1. ¹Laboratory of Investigative Dermatology, Rockefeller University, New York, New York, USA
2. ²Department of Pathology, Weill Medical College of Cornell, New York, New York, USA
3. ³Laboratory of Statistical Genetics, Rockefeller University, New York, New York, USA
4. ⁴Ronald O. Perelman Department of Dermatology, New York University, New York, New York, USA
5. ⁵Department of Genetics, Washington University School of Medicine, St Louis, Missouri, USA
6. ⁶Section of Mohs Micrographic and Dermatologic Surgery, Department of Dermatology, Weill Medical College of Cornell, New York, New York, USA

Correspondence: Dr John A. Carucci, Section of Mohs Micrographic and Dermatologic Surgery, Department of Dermatology, Weill Medical College of Cornell, 525 East 68th Street, Starr 326, New York, New York 10021, USA. E-mail: JAC2015@med.cornell.edu

Received 20 July 2005; Revised 3 November 2005; Accepted 16 November 2005; Published online 9 February 2006.

Abstract

Using high-density oligonucleotide arrays, we measured expression of >12,000 genes in surgical excisions of invasive human squamous cell carcinomas (SCCs) versus site-matched control skin.

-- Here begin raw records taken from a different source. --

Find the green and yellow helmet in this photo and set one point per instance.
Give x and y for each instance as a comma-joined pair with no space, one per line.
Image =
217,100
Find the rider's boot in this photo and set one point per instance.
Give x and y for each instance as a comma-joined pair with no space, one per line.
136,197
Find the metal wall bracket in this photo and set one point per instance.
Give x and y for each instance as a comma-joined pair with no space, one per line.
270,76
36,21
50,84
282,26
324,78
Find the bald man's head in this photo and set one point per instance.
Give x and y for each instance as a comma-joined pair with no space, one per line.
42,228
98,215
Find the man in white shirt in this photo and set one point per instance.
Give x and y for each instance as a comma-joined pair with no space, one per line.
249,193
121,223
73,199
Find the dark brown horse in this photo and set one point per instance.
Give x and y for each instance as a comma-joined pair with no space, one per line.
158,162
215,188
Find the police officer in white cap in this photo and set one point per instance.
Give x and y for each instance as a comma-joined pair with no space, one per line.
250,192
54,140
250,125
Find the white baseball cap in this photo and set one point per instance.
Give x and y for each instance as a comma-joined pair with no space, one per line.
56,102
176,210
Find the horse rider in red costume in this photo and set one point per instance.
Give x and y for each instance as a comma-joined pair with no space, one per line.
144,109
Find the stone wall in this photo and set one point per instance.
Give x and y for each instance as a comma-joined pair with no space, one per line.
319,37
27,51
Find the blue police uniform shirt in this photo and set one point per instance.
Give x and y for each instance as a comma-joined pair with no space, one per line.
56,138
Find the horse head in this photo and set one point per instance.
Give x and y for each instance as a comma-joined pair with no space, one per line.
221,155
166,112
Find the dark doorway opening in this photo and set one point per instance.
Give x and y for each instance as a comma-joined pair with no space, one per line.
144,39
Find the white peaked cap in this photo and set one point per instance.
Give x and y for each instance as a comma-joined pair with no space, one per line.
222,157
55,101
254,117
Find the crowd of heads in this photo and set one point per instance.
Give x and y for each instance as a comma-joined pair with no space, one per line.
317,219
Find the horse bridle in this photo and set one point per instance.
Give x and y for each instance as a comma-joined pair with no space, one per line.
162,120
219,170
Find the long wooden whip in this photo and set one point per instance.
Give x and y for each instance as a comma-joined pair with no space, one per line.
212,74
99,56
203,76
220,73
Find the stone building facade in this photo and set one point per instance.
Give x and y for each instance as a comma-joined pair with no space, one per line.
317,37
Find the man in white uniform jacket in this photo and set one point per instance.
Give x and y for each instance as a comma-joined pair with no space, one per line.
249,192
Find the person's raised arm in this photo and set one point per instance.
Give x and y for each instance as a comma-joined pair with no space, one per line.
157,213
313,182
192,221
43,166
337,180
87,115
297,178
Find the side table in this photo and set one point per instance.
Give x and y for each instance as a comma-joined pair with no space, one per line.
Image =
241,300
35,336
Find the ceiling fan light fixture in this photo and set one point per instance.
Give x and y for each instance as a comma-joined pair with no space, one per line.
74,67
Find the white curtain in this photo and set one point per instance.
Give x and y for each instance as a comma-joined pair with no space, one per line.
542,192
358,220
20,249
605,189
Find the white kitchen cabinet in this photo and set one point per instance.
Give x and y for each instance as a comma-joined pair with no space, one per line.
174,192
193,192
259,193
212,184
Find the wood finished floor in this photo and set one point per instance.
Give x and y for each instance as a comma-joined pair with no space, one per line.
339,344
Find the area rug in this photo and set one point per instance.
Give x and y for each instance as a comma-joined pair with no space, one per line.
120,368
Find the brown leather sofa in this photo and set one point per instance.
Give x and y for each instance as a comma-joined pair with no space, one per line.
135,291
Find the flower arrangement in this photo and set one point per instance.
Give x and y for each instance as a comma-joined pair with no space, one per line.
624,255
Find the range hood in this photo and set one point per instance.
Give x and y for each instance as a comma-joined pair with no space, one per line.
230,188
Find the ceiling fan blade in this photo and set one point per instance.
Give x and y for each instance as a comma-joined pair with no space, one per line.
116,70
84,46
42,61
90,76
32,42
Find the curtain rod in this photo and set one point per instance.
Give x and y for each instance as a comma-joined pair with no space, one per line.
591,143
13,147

This analysis defined >1,900 genes with altered expression in SCCs that were statistically different from controls. As SCCs are composed of epithelial cells, which are both hyperplastic and invasive, we sought to define gene sets associated with these biologic processes by comparing gene expression to psoriasis vulgaris, which is a condition of benign keratinocyte hyperplasia without invasiveness or pre-malignant potential. Through this analysis, we found genes that were commonly upregulated in both conditions and unique genes with increased expression in SCCs. Differential gene regulation in these two conditions was confirmed by real-time reverse transcription-PCR and immunohistochemistry. We found that benign hyperplasia is associated with upregulation of genes including DEFB4 (defensin B4), SERPINB3 (serine proteinase inhibitor, member 3), STAT1 (signal transducer and activator of transcription 1), K16 (keratin 16), CEACAMs (carcinoembryonic antigen-related cell adhesion molecules), and WNT 5A (wingless-type MMTV integration site family, member 5A). WNT receptor frizzled homolog 6 (FZD6) and prostaglandin-metabolizing enzyme hydroxyprostaglandin dehydrogenase were increased in SCC alone. Growth factor pleiotrophin (PTN) was expressed at higher levels in non-tumor-bearing skin adjacent to excised SCC. SCC was further characterized by upregulation of matrix metalloproteinases 1, 10, and 13, cathepsin L2, cystatin E/M as well as STAT3 and microseminoprotein, beta (MSMB), and downregulation of inducible nitric oxide synthase, granzyme B, CD8, and CD83. The current study defines a unique gene expression signature for cutaneous SCC in humans and suggests potential roles for WNT, FZD, and PTN in the pathogenesis of SCC.